Pulling around a tapeworm that is a third of your body weight can be a real drag. In an article published in Science Thursday, a team of researchers showed that stickleback fish have developed resistance to tapeworms, but resistance has its own costs.
When stickleback fish left marine waters to colonize northern freshwater lakes nearly 12,000 years ago, they encountered freshwater tapeworms. Parasites invaded their stomachs and grew, reaching enormous sizes of up to a third of the host fish’s body weight. This is equivalent to a human carrying a 50-pound tapeworm. However, some stickleback groups soon developed defensiveness. When confronted with a tapeworm, their immune systems form scar tissue around the parasite, stopping its growth. But other groups of thornbushes bore the worms instead, and they scarred little or no scarring at all.
Populations of sticklebacks that scare off tapeworms, and those that don’t, can live close to each other in lakes just miles away. Until now, no one has understood why some groups of echinoderms have evolved one way or the other.
“We see this in Alaska, in British Columbia. Colleagues in Scandinavia have seen it,” says University of Connecticut biologist Dan Polnik.
“The wonderful thing about coevolution between tapeworms and fish is that it is a remarkably dynamic process, and there are different outcomes of this evolutionary battle everywhere we look,” says Jesse Webber, a biologist at the University of Wisconsin-Madison.
Bolnick, Weber, and Steinel worked together to answer the question of stickleback resistance. Along the way, they’ve shown resistance to parasites isn’t always a good thing.
The trio studied sticklebacks from Lake Roberts and Gosling on Vancouver Island in British Columbia. Both lakes contain tapeworms and both contain echinoderms. The two groups of stickleback are very similar. The main difference is that Roberts fish scar strongly to prevent tapeworms from growing while gosling fish do not. The only other obvious difference is that Roberts females reproduce much less successfully than Gosling females, apparently because the scar tissue in their stomachs makes it more difficult.
The researchers wanted to find out what genes are responsible for scarring and whether the scarring was the reason why Roberts females did not reproduce either. But if they simply compared the genomes of Roberts and Gosling fish directly, they might be confused by other genetic differences between the populations that have nothing to do with the scars. They had to confuse the two groups, so the only consistent difference between the two was the trait of the scars.
To rearrange the genetic surface, the researchers crossed the fish from Roberts and Gosling. These Roberts-Gosling hybrids were all alike, each with half of their genes from each group. These hybrids were then mated to create a second generation. The second generation had many different combinations of genes with individual fish having different traits from each other, their hybrid parents, and from the Roberts-Gosling grandparents generation.
This genetically mixed second generation was the one to which the researchers were exposed to tapeworms.
After exposing them for a set number of days, the team looked at the relative amounts of scars and tapeworms in each fish. They analyzed the genomes of fish with heavy worms, and compared them to the DNA of fish with heavy worms. They narrowed the differences down to a handful of genes and looked carefully to see which genes were most active.
They found that one of the most active genes was closely linked to scarring in mice.
You might be surprised to see a rat scar in the same way as fish. But the immune system controls scarring, and it’s similar in all vertebrates, from fish to mice to humans.
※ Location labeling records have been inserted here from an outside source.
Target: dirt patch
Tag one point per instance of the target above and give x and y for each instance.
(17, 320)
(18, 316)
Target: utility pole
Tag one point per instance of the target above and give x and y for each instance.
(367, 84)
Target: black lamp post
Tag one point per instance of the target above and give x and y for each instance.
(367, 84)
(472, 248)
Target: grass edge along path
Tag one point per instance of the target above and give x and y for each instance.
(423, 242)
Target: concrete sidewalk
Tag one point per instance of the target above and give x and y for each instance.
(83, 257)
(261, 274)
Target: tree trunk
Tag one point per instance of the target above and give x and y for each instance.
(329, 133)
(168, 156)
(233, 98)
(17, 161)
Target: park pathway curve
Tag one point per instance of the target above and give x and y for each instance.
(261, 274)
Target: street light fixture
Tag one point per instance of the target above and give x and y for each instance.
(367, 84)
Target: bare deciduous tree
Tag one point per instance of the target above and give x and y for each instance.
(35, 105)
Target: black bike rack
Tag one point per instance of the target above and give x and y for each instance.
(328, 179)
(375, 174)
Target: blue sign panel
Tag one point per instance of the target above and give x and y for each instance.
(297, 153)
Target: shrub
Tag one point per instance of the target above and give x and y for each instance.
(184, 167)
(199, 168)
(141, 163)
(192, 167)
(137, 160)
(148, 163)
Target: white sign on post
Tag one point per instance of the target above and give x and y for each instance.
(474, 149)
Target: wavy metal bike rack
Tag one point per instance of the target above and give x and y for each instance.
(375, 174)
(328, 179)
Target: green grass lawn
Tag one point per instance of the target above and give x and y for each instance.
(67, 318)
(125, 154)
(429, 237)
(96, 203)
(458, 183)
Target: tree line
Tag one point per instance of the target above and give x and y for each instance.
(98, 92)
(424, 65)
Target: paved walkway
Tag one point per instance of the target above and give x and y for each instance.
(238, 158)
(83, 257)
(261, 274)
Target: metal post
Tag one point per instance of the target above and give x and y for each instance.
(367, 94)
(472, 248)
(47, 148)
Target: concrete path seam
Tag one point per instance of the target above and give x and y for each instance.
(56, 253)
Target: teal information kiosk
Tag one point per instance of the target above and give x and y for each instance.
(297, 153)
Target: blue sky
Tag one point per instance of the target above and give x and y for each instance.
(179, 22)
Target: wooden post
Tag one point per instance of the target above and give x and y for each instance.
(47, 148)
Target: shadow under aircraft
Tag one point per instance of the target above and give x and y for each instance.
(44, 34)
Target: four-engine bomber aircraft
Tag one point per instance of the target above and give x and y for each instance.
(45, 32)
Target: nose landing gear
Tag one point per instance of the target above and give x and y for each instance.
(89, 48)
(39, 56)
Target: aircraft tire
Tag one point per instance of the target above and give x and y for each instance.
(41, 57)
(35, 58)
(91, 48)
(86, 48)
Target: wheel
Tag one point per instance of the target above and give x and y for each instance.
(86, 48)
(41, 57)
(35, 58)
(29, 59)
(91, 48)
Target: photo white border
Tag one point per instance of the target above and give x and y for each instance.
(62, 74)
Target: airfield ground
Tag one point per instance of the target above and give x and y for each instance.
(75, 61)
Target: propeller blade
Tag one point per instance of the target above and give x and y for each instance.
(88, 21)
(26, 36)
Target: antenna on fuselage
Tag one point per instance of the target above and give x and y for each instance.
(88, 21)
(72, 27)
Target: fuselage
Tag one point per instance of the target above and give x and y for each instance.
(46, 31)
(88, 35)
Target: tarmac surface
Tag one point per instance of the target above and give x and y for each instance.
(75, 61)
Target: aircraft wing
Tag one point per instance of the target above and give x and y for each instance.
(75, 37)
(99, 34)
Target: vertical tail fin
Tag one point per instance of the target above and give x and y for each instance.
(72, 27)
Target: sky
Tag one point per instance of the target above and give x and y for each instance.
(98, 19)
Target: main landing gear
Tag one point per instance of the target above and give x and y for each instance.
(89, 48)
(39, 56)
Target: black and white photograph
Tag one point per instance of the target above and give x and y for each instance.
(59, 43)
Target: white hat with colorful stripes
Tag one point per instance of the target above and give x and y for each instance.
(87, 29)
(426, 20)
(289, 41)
The researchers then looked at this gene in the two original groups. The researchers found that the gene had recently evolved in the genome of the stickleback, the fish that tolerates tapeworms without scarring. There appears to be ongoing evolutionary pressure to tolerate tapeworms rather than their scars.
Steinel of UMass Lowell said: “In this article, we address the issue of immune/pathogen co-evolution using fish, but these principles are broadly applicable to other animal systems, including human infection. To successfully manage infectious diseases, we must understand the balance between The costs and benefits of the immune response”.
“This is one of very few research papers that have been done both in the wild and in the lab to show a significant fitness cost” to parasite resistance, Polnik said. But this is logical. Female sticklebacks with a lot of stigmata are 80% less likely to reproduce successfully. Tapeworms do not appear to affect reproduction, although they slow the movement of fish and make them more likely to be eaten by birds.
“When we jump in and look at these systems, we can learn a lot not only about the process of evolution, but also about new mechanisms that are of value applied to people and livestock — mechanisms like how your immune system recognizes your immune system, how you fight off a parasite, how you turn off an unwanted immune response. in them,” Weber said.
This work was funded by an Early Professional Scientist Fellowship at the Howard Hughes Medical Institute, as well as grants from the National Institutes of Health.